Lyle reached down, gripped her muscular wrist, and hauled her up into the shop. She wasn't all that good looking, but she was in really good shape -- like a mountain biker or triathlon runner. She looked about thirty-five. It was hard to tell, exactly. Once people got into cosmetic surgery and serious bio-maintenance, it got pretty hard to judge their age. Unless you got a good, close medical exam of their eyelids and cuticles and internal membranes and such.

She looked around the shop with great interest, brown ponytail twitching. "Where you hail from?" Lyle asked her. He had already forgotten her name.

"Well, I'm originally from Juneau, Alaska."

"Canadian, huh? Great. Welcome to Tennessee."

"Actually, Alaska used to be part of the United States."

"You're kidding," Lyle said. "Hey, I'm no historian, but I've seen Alaska on a map before."

"You've got a whole working shop and everything built inside this old place! That's really something, Mr. Schweik. What's behind that curtain?"
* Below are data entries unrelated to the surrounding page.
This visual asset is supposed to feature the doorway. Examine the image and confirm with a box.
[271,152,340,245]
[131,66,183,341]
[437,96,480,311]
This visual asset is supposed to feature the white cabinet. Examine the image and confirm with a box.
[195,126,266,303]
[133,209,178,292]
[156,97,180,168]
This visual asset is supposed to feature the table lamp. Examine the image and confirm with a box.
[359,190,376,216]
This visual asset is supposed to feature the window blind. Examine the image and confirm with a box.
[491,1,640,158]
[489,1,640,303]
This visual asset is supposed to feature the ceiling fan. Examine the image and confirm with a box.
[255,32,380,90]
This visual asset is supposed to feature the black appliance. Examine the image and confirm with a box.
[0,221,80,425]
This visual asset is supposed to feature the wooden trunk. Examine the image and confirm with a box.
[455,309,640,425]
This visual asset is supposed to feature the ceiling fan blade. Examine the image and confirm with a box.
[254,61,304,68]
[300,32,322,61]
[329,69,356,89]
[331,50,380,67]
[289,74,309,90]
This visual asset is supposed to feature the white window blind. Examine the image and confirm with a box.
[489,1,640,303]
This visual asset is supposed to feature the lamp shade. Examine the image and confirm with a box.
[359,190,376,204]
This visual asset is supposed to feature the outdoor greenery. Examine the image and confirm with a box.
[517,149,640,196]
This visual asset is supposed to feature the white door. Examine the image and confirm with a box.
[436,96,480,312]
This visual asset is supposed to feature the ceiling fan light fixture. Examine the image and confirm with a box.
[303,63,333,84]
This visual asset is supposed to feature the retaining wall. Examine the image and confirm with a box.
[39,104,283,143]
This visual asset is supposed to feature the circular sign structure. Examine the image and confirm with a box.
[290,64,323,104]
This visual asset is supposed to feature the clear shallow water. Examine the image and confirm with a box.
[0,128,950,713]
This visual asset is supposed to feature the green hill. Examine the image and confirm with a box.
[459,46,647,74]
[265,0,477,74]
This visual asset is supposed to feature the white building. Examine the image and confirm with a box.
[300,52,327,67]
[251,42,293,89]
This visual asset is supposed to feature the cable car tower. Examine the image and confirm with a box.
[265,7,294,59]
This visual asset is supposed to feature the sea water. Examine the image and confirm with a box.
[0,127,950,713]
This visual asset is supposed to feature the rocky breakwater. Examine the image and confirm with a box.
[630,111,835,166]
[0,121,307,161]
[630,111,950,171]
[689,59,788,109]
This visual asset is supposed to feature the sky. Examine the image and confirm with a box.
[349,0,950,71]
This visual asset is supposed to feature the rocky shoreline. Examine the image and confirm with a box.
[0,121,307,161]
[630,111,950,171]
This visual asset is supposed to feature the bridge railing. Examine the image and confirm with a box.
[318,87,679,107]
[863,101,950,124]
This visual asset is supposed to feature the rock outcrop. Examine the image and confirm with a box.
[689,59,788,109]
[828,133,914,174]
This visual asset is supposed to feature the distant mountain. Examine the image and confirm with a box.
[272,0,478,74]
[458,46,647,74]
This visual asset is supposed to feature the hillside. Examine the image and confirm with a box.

"The spare room," Lyle said. "That's where my roommate used to stay."

She glanced up. "Dertouzas?"

"Yeah, him."

"Who's in there now?"

"Nobody," Lyle said sadly. "I got some storage stuff in there."

She nodded slowly, and kept looking around, apparently galvanized with curiosity. "What are you running on that screen?"

"Hard to say, really," Lyle said. He crossed the room, bent down and switched off the settop box. "Some kind of weird political crap."

He began examining her bike. All its serial numbers had been removed. Typical zone bike.

"The first thing we got to do," he said briskly, "is fit it to you properly: set the saddle height, pedal stroke, and handlebars. Then I'll adjust the tension, true the wheels, check the brakepads and suspension valves, tune the shifting, and lubricate the drive-train. The usual. You're gonna need a better saddle than this -- this saddle's for a male pelvis." He looked up. "You got a charge card?"

She nodded, then frowned. "But I don't have much credit left."

"No problem." He flipped open a dog-eared catalog. "This is what you need. Any halfway decent gel-saddle. Pick one you like, and we can have it shipped in by tomorrow morning. And then" -- he flipped pages -- "order me one of these."

She stepped closer and examined the page. "The 'cotterless crank-bolt ceramic wrench set,' is that it?"

"That's right. I fix your bike, you give me those tools, and we're even."